From that goose poop intraday high on September 14th of 1474 in the SP500:
- US stocks are down -1.2% and -1.9% respectively (SP500 and Russell 2000)
- CRB Commodities Index is down hard, from 320 to 305 (-4.8%)
- US Treasury Bond Yields are down even harder, from 1.89% to 1.69% (-11%)
Ok, maybe calling it goose poop is a bit much. But if you bought stocks/commodities up there and shorted bonds, and put your nose real close to your P&L since, it’s closer to the truth than a rumor.
On a more serious note, this is getting serious. The Chairman of the Federal Reserve continues to make promises to markets that he cannot keep. Reality here is sad and simple, at the same time:
- Money Managers are forced to front-run Bernanke, chasing asset prices higher into central planning events
- Then they all need to sell, at the same time, before economic gravity takes hold, and prices correct
This is the anti-thesis of part I of Bernanke’s Congressional mandate (“price stability”). It’s also the #1 reason why A) people won’t hire and B) people won’t invest in this market at a 4.5 year top. Real people with real money don’t trust this market as far as they can throw an NFL replacement ref.

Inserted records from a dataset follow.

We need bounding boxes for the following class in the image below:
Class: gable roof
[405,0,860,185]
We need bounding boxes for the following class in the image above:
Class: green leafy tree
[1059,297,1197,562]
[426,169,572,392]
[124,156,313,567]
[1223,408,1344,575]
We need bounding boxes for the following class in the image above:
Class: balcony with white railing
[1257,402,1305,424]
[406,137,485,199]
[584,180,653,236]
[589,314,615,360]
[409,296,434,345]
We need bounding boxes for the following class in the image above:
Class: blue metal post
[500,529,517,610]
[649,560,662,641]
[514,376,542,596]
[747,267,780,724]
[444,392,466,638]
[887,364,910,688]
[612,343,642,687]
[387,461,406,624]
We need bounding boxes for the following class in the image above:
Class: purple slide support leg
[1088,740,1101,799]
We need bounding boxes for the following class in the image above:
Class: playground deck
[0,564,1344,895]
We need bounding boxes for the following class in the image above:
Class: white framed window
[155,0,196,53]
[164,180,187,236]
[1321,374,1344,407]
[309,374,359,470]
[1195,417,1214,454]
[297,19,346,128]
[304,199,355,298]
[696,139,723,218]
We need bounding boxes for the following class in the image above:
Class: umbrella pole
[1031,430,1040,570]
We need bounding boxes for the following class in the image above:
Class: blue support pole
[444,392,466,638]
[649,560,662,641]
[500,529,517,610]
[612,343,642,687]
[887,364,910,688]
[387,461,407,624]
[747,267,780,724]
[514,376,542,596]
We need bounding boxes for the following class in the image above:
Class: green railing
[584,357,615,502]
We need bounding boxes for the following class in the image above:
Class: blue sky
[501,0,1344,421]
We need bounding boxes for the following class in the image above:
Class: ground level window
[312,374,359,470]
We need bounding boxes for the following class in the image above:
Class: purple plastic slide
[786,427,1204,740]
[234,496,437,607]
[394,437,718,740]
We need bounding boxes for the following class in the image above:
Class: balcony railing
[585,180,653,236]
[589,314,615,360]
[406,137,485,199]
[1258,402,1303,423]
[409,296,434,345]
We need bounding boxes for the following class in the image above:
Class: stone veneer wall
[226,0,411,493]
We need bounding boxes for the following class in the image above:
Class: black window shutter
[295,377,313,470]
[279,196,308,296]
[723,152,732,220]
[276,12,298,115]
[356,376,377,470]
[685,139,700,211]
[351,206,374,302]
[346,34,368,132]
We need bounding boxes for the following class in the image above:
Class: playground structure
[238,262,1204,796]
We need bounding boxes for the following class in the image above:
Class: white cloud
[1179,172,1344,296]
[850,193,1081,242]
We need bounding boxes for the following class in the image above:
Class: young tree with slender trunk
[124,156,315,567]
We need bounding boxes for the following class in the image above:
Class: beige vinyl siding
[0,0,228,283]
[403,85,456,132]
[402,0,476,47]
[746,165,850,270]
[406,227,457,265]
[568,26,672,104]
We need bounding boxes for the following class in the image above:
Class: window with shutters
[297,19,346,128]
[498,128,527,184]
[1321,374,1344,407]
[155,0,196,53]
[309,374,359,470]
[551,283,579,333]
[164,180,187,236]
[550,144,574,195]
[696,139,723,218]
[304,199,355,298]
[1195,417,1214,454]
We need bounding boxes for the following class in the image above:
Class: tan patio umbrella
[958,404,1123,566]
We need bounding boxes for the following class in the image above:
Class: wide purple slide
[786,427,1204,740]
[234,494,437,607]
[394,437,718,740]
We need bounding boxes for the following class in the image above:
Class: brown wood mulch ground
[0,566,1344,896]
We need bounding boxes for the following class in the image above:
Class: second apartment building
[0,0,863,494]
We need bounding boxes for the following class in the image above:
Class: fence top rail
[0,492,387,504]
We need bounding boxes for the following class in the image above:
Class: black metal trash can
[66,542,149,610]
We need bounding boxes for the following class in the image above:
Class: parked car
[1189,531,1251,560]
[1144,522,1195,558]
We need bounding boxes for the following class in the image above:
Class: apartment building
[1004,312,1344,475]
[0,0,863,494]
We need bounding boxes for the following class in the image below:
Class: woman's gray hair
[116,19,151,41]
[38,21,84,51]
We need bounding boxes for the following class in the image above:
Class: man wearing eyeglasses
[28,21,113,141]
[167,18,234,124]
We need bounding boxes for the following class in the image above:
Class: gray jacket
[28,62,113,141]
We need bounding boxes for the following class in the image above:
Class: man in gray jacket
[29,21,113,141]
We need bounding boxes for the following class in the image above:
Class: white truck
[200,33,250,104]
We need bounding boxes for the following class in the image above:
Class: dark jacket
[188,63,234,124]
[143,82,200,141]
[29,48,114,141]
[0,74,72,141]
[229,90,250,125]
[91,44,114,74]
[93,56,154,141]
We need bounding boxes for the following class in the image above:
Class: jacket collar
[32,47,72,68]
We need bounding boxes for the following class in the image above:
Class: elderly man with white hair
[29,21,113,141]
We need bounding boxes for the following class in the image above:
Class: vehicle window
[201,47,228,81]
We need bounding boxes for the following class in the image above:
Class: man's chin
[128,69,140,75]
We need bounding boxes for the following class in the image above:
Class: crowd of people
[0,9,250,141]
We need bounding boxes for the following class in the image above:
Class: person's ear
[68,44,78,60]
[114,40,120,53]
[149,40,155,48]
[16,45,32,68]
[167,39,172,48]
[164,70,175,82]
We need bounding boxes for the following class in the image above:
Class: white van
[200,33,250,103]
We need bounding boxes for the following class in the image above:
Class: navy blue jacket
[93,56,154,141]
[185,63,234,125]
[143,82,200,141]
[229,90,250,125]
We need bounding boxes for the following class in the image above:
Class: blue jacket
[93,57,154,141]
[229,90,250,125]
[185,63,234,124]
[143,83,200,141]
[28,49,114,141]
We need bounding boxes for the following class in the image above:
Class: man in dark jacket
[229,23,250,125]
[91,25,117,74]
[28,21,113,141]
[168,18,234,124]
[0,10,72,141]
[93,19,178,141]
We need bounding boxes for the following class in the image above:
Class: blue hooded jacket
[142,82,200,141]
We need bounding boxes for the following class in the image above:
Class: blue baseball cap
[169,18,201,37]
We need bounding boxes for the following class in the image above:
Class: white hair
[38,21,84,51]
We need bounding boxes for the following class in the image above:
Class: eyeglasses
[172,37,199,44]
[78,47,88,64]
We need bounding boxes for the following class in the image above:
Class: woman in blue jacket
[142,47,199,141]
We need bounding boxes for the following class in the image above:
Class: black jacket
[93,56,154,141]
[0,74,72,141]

Now, to be fair, the equity bulls who got smoked from March-June have absolutely “nailed it” from July-September – maybe for all of the wrong reasons (#GrowthSlowing) – but nailing it is nailing it when it comes to the score.
But where do they go from here? In March perma-bulls said “3-4% growth is back, earnings are great, and stocks are cheap.” Today, we have both Growth and Earnings Slowing, but something like 216,000 global “easings” which are, allegedly, going to trump earnings season.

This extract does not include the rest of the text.